A hand comes down over the sleeping housemaid Anna's mouth — it is a distraught Mary. Kemal has had a heart attack and died in Mary's bed. To avoid Mary's ruin, the women have to return his body to his room, but they need another's help to carry him, someone who has just as much as Mary to lose should word get out: Cora. Together they carry Kemal back to his own bed, not knowing that Daisy witnessed Mary in the corridor.

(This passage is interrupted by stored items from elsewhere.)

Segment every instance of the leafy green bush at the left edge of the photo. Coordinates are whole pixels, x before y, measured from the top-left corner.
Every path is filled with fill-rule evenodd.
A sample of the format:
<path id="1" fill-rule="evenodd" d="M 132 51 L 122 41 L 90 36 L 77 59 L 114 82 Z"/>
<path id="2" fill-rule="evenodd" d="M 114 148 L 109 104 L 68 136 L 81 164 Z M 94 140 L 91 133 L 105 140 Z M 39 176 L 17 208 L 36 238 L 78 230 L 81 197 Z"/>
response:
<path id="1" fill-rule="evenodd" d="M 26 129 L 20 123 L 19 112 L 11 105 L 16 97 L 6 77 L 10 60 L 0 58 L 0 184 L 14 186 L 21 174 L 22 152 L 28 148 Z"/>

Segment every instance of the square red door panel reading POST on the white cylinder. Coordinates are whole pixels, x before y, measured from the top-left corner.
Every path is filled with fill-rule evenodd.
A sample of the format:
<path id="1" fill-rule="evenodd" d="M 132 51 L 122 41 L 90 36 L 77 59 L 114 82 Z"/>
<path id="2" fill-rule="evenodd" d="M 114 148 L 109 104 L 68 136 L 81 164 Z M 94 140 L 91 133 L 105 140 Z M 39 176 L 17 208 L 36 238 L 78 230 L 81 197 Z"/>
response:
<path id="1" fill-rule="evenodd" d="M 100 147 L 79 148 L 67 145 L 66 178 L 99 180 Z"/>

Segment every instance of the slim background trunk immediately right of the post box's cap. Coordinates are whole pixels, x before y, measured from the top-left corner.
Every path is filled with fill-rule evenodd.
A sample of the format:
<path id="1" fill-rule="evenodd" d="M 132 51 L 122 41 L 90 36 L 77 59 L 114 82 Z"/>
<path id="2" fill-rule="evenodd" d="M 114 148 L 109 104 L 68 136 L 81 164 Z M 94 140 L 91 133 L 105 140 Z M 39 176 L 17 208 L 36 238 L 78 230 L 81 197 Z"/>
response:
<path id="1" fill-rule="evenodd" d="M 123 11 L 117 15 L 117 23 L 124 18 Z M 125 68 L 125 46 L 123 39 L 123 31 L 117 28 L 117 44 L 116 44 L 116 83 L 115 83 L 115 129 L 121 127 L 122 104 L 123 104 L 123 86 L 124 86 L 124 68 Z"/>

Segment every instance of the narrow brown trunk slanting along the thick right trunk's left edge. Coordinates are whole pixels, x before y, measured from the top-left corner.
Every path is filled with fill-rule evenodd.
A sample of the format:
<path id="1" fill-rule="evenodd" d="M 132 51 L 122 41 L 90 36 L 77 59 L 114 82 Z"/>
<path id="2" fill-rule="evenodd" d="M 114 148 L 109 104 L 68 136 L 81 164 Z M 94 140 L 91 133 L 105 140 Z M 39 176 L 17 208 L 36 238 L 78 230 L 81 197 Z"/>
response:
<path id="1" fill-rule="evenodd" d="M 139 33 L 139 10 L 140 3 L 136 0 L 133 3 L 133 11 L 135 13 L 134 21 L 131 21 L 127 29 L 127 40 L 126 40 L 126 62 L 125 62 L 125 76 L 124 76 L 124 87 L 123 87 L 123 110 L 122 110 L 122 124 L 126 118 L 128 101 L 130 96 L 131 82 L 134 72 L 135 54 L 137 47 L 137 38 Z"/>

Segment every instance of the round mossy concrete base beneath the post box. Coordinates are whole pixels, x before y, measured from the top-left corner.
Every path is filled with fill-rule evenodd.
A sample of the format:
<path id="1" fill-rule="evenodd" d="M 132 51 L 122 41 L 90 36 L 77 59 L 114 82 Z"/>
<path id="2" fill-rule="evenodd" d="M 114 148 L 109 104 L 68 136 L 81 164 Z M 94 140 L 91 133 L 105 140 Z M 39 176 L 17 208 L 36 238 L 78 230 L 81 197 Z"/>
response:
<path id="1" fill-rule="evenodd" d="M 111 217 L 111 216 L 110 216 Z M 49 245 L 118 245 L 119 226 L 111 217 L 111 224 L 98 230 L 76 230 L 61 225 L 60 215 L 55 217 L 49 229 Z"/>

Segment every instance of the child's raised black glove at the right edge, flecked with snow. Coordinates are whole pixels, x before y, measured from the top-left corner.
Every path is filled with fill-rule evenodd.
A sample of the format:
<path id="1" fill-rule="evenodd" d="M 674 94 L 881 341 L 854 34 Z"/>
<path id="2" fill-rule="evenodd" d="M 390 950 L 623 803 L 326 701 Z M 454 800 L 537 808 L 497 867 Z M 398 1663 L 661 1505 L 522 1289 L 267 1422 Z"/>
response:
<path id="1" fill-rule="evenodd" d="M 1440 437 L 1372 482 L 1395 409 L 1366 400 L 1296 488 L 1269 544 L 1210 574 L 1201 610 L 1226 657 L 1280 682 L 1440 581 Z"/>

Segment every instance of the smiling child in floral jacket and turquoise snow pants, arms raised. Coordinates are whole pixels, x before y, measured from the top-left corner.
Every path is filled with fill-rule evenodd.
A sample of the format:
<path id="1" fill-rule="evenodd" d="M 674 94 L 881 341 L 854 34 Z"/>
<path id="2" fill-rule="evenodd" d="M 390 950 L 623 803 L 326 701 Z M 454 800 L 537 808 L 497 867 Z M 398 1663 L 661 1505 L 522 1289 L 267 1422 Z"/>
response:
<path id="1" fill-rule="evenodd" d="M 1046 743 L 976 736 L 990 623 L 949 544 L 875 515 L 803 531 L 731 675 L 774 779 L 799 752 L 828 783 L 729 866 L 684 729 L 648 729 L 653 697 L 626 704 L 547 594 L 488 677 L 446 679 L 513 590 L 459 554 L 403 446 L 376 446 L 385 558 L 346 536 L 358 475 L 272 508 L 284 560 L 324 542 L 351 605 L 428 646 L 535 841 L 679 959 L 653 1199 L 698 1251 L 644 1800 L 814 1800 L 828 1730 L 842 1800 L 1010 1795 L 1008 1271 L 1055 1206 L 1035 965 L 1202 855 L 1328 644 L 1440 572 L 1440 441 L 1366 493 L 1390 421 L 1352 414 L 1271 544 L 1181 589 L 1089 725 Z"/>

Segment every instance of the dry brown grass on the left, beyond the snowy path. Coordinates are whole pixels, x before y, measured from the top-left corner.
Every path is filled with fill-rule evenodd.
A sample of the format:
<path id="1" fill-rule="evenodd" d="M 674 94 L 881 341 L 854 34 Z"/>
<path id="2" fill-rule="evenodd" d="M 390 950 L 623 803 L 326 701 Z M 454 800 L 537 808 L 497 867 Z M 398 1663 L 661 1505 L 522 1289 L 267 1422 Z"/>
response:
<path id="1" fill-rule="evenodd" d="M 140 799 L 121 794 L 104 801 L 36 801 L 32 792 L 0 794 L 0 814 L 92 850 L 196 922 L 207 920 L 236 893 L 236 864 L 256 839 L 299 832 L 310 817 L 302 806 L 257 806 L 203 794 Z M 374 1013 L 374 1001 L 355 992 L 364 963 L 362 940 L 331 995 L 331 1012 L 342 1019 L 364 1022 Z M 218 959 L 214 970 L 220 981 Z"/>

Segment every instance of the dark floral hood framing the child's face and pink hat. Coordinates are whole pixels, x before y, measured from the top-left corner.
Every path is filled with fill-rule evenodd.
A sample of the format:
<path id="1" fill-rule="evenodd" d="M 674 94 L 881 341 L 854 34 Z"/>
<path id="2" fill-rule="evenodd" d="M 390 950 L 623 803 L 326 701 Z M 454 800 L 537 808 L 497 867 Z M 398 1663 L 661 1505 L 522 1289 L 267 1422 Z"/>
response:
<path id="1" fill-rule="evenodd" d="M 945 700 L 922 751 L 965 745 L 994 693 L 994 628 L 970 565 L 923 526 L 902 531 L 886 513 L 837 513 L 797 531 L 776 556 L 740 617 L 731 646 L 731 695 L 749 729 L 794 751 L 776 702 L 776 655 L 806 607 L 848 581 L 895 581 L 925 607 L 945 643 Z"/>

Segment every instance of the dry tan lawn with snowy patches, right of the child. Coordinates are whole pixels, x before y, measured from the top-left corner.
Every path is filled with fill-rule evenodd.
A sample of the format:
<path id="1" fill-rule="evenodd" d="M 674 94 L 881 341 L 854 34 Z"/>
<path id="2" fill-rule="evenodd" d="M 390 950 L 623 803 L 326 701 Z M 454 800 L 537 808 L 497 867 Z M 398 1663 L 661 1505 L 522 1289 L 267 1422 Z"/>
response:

The next morning brings the horrible news of the Turk's death, and as Napier makes the necessary arrangements, Mary cannot conceal her sorrow. Napier realizes that he is not in the running for Mary's affection. Thomas confides in O'Brien that he took Kemal to Mary's bedroom, vital information for the scheming lady's maid to tuck away.
Time passes, brings a new chauffeur — the Irish socialist, Branson — and still, Mary's future is unsettled. Discussing the matter with Cora, Violet resolves to attack the entail anew, with the help of a lawyer who is decent.